Seven new courses will be added at Evanston Township High School for the 2016-17 school year, including courses on African American history, Chicano history, and an engineering course aimed at increasing female participation in so-called STEM classes, that is, Science, Technology, Engineering and Math. The District 202 School Board approved the development of the new courses, the revision of 33 existing classes, and the deletion of four others at its Dec. 14 meeting.
Pete Bavis, District 202 assistant superintendent of Curriculum and Instruction, provided the Board with highlights of some of the new courses. The Project Lead the Way Introduction to Engineering Design course is specifically for self-identified female students.
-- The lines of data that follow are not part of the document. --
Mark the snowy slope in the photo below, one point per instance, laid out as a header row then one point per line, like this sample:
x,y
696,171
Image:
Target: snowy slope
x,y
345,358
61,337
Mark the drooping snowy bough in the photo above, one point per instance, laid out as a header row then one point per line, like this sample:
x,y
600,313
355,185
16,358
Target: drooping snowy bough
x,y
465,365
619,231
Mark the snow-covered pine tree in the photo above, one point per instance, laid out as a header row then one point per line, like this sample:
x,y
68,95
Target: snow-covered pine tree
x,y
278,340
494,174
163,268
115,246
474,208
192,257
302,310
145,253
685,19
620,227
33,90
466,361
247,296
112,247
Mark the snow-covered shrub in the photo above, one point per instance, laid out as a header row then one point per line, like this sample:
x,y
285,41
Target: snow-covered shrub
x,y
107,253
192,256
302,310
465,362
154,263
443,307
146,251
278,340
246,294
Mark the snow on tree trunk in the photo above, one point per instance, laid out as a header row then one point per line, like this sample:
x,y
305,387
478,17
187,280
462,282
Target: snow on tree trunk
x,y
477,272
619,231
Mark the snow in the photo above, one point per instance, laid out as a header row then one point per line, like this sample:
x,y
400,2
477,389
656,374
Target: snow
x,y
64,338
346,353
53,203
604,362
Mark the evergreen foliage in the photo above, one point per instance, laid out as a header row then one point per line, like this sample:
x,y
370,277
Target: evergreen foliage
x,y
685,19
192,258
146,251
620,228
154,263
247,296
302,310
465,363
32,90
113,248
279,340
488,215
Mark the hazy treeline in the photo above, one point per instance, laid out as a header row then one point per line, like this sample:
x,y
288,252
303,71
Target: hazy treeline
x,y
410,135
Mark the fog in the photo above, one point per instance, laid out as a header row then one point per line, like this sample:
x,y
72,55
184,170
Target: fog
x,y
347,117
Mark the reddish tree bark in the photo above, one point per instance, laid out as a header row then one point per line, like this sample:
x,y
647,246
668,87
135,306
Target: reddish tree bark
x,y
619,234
The hope is that a female-only class will provide a more comfortable learning environment for young students and increase female participation in more advanced engineering/STEM courses.
Niles Township High School has had this course for several years, said Dr. Bavis, and has seen positive outcomes. The history department is “aggressively pursuing” dual-credit opportunities with Northeastern University for History of African Americans to 1877 and History of African Americans Since 1877 and for the Chicano Movement courses.
ETHS does not currently have a class on Latino/Chicano history and culture. Both courses would be electives for juniors and seniors and would be developed only if dual-credit opportunity is created, Dr. Bavis said.
Another new course, College Algebra, is a partnership with Oakton Community College designed to “answer the challenge” of students who are placed in developmental math in college, Dr. Bavis said. This class is aimed at students who “get stuck in the cycle” of remedial math and help them earn college credit at Oakton, he added.
PE Wellness is a blender-course that integrates elements of “Fusion Fitness, Competitive Sports, Advanced Strength and Healthy Lifestyle” and will be offered as both mixed and self-identified female sections.
“Whole brain engineering” will be the approach to the new STEAM (Science, Technology, Engineering, Art, and Math) Design Thinking and Innovation course. It will be a “trans-disciplinary experience where students approach global/local problems from the various STEAM lenses,” Dr. Bavis said.
Northwestern University Dean of Engineering Julio Ottino “is on board” and will help develop the course, which, Dr. Bavis said, will be “very expensive” and will require “external support.” A bilingual Physical Science course is meant for the incoming English Language Learner population, especially those with limited English proficiency.
Many of the 33 course revisions approved are “title changes made to clarify course sequences and pathways,” according to Dr. Bavis’s report. “Additional course revisions are recommended to broaden student participation, integrate more lab and fieldwork experiences, and to align to the NCAA Clearinghouse,” the report said. For example, the Information Technology Internship will be revised to include a co-taught section with the ETHS special education department.
Students will rotate between providing ChromeZone support and inquiry-based study. The Environmental Science AP class will go from a seven-period-a-week course to 10, “to integrate more field and laboratory work into the course.” “The students pushed for this,” said Dr. Bavis. English survey courses will be revised to meet NCAA Clearinghouse guidelines that will “benefit our student athletes who need to make up graduation requirements in English.”
The four deleted classes are all in the math department. They are 1 Algebra Honors, 1 Algebra Double Period, and two semesters of Empirical Geometry. The classes are being deleted because they have not been taught in the last few years, according to Dr.Bavis’s report.
Board discussion focused primarily on the process of creating, revising, and deleting courses. There are five steps involved in changing course offerings, said Dr. Bavis. Initially, teachers work with department chairs to develop recommendations. Next, department chairs, the associate principal of Instruction and Literacy, and the assistant superintendent of Curriculum and Instruction review the recommendations, consider their fiscal impact and how the change will affect the school overall.
Then Board members, teachers, and staff thoroughly review each recommendation and discuss its merits at a Curriculum Forum. The Board then votes on each proposal. The courses voted in are developed over the remainder of the school year and over the summer, and then are added to the next year’s curriculum.
Student Board Representative Camille Allen asked whether students were involved in the process. Dr. Bavis said “yes,” mentioning that a few students have shown up at the Curriculum Forum over the year, but conceded that ETHS “could do a better job with that.”
Board Member Jonathan Baum said there was discussion at the Curriculum Forum about the definition of honors courses. “We don’t have a coherent philosophy about what honors is,” he said. “The reason that matters is because a college admissions officer looking at an ETHS transcript needs to know exactly what the ‘H’ after the course title means.”
The three levels of honors, Mr. Baum said, all have different requirements. Straight honors are “harder courses,” he said. Earned honors is based on an assessment; mixed honors is based on performance; and the newly proposed history classes say determining honors is still being discussed, said Mr. Baum. He asked that a full discussion of the topic be held in February or March. Board President Pat Savage-Williams said she would “look at the timing and gather adequate information” to have that discussion.
Board member Anne Sills, who attended the Curriculum Forum for the first time this year, said the process is one that “takes some time and is very flexible; everyone comes in with their ideas. I see great movement forward with all of this,” she added.